Parameter‑Shared Unified Gating (PSUG): Replaces the four separate gate weight matrices (input, forget, output, candidate) with a single shared matrix, cutting LSTM parameters by ~48 % without sacrificing gating flexibility.
Hierarchical Gated Recurrence with Additive Skip Connections (HGR‑ASC): Introduces a multiplication‑free skip pathway that carries raw hidden states forward, mitigating forget‑gate decay and improving long‑range information flow.

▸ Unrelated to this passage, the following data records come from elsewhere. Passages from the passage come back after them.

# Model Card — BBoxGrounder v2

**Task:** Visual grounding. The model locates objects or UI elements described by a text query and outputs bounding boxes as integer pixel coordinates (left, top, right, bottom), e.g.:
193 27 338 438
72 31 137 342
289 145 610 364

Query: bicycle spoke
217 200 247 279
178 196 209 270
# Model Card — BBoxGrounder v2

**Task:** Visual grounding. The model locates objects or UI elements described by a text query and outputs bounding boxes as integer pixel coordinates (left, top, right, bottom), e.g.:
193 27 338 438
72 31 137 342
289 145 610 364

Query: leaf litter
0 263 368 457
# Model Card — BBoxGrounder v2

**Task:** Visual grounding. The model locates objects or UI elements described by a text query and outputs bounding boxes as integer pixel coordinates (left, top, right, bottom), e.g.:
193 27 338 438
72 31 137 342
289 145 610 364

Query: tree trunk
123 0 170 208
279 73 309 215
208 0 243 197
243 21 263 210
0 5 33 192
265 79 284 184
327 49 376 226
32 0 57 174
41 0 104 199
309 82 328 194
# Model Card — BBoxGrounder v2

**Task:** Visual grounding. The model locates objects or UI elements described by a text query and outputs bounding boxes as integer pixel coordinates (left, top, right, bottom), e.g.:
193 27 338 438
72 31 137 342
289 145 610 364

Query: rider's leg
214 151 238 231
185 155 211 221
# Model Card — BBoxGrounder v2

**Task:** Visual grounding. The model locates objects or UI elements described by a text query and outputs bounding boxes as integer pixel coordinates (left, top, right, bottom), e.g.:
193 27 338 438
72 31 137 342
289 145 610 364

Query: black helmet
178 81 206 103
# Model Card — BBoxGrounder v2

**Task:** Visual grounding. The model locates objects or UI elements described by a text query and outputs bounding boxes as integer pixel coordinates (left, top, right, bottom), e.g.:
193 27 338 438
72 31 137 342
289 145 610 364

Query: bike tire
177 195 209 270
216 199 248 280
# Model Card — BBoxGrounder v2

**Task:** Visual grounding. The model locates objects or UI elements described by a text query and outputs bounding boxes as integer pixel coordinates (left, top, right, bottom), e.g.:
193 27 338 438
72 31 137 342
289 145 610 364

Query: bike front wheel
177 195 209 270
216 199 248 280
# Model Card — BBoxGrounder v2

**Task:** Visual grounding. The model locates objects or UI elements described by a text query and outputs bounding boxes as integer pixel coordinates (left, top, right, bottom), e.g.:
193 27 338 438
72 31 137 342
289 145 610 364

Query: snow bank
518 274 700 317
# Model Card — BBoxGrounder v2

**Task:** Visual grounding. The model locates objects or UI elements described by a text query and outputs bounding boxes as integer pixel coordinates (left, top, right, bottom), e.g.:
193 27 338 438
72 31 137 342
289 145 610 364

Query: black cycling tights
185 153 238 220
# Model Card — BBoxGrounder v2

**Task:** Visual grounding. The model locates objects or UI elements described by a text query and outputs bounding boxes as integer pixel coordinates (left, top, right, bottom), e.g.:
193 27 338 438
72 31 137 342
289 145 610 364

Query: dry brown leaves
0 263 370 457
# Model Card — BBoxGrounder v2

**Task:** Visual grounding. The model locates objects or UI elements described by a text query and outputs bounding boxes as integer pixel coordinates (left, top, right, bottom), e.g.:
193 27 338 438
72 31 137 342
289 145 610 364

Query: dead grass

Empirical validation on extended‑length IMDB sentiment classification: Shows competitive accuracy to standard LSTM/GRU/BiLSTM baselines despite the reduced parameter budget.
Analysis of per‑step computational efficiency: Demonstrates that PSUG and HGR‑ASC are cheaper per time step, laying groundwork for future speed‑up optimizations.

Methodology

Unified Gating Layer – Instead of learning distinct weight matrices for each gate, QL‑LSTM learns a single matrix W that is applied to the concatenated input‑hidden vector. The resulting vector is split and passed through the usual sigmoid/tanh activations to produce the four gate signals. This sharing forces the model to reuse representations across gates, dramatically reducing the parameter count.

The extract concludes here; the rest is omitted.